Yesterday, I shared the news that my first novel for adults, Tomorrow Will Bring Sunday’s News, is due to be released from Tursulowe Press in April. I shared, too, that the opening pages of the book now officially appear in that storied Irish magazine Icarus Magazine, edited by Cat Grogan and Louise Norris. My print version will soon be making its way across the seas, to me.
But because The Hush and the Howl is far more about words themselves, and the art in between (as opposed to announcements), I am dedicating this post to, well, words. The opening words in the novel.

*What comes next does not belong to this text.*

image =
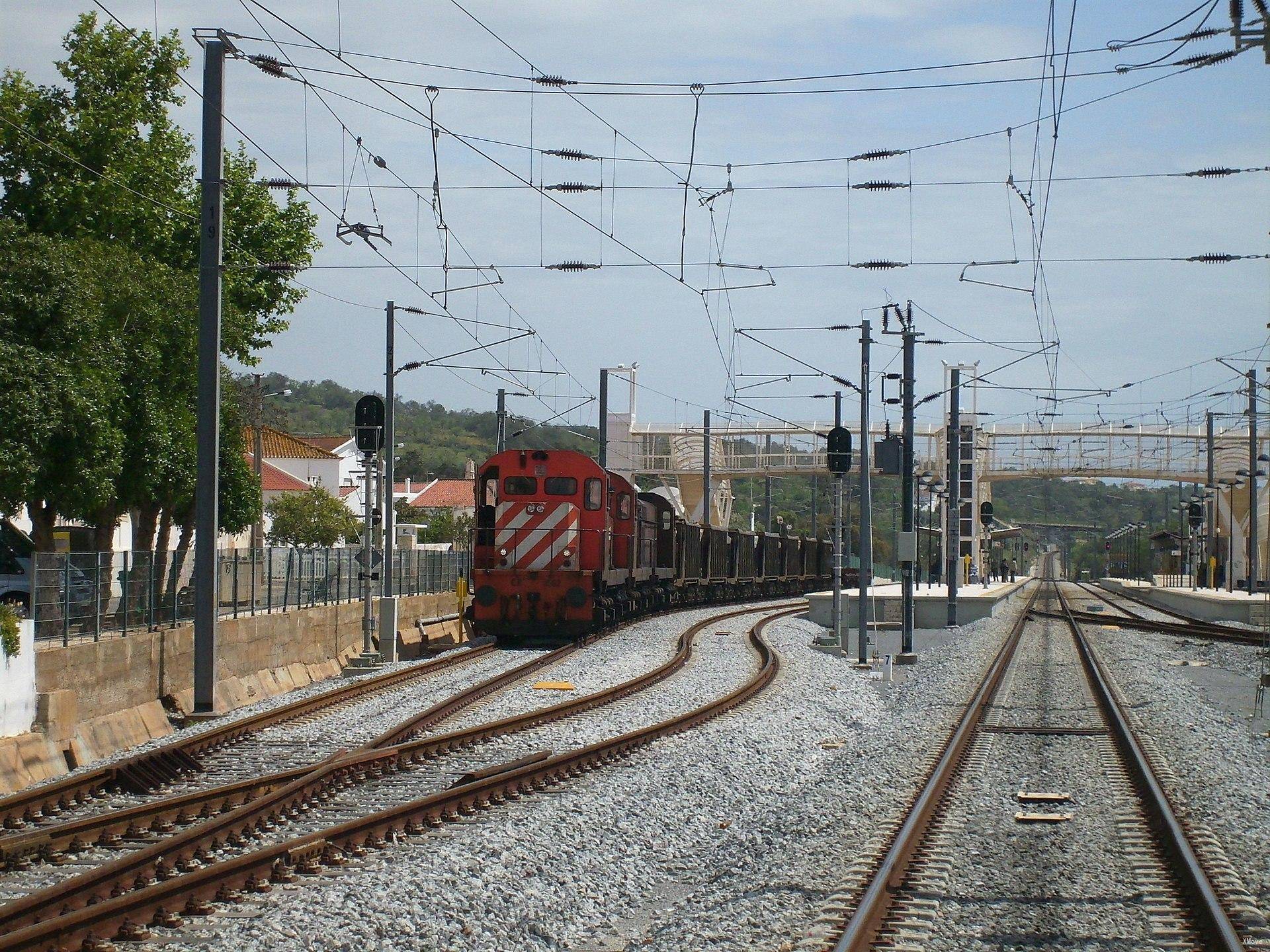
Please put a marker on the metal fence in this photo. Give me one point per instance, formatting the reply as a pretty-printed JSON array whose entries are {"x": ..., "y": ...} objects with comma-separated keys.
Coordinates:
[{"x": 99, "y": 594}]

She Lies in Her Bed, in Her Room, Listening
The glug in the gutter. The calico across the narrow of the street, new to its own mew. October 21. 1969. Yesterday sound was the yellow fur of the sun behind the room where she lies. It was the sound of the basketball in the park past the alley, slapped against the ground so many times by an invisible hand that she would have done anything to crush it into silence, but what could she do? Who would carry her the distance, lift her head, find her words, and besides, it is raining now. The pleasing pattering of liquid weather.
Her mattress has been rutted by the long lengths of her illness. She feels, beneath her, the places her bones and flesh have been, the four depressions of the breakfast tray that her husband brought during the many months when she could still eat, or really just sip, a little. Beef broth. Orange-flavored Jell-O. Chocolate milk. Applesauce that her daughter made with the ripe McIntoshes and the hard sticks of cinnamon. Here we are, her husband would say, settling the pretty painted tray down among the white sheets, applying just enough pressure that the round feet of the wooden legs would become indelible in the deflated mattress.

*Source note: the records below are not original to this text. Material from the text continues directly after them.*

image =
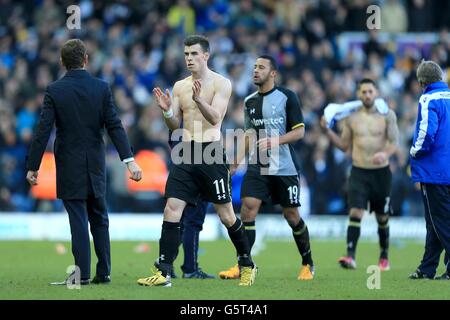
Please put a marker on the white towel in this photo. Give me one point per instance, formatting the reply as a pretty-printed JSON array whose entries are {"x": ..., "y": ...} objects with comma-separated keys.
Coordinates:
[{"x": 335, "y": 111}]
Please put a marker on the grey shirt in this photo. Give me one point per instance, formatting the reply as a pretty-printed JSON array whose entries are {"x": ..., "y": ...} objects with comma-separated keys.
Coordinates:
[{"x": 270, "y": 114}]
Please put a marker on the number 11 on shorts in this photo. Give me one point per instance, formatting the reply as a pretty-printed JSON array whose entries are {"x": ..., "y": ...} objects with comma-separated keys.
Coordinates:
[
  {"x": 293, "y": 194},
  {"x": 220, "y": 195}
]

Had he sat with her on the edge of the bed, the pretty painted would have gone sideways—lost its footing, tipped, released the bowl, the glass, the dish, the slosh onto the sheets he’d stopped washing, for she no longer had the strength to help him strip them from beneath her. To move to this side. To move to that side. To not get lost inside the puzzle of staying put but moving.

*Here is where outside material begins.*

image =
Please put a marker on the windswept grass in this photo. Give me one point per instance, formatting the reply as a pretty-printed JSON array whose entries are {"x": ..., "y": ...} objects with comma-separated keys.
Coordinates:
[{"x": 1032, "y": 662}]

True, he might have brought the cushioned rocking chair with the string doily from the other room and sat right there, the two of them, together. He might have talked or hummed or listened, like she listened, to the weather. But that would have surprised them both, and they were long past surprises—the news of her illness being tired and ancient, his desire to keep living not—what is the word?—poignant. His desire to keep living was—here is the word—paramount.
A terrific paramounting wish. She makes new words now. Sluices others.
I'm hooked. "True, he might have brought the cushioned rocking chair with the string doily from the other room and sat right there, the two of them, together. He might have talked or hummed or listened, like she listened, to the weather. But that would have surprised them both, and they were long past surprises ..." Gorgeous.
A lovely enticement. Reminds me of a story my mother began—without your language skills, but the concept. I’ll be looking for more of this story. Congratulations!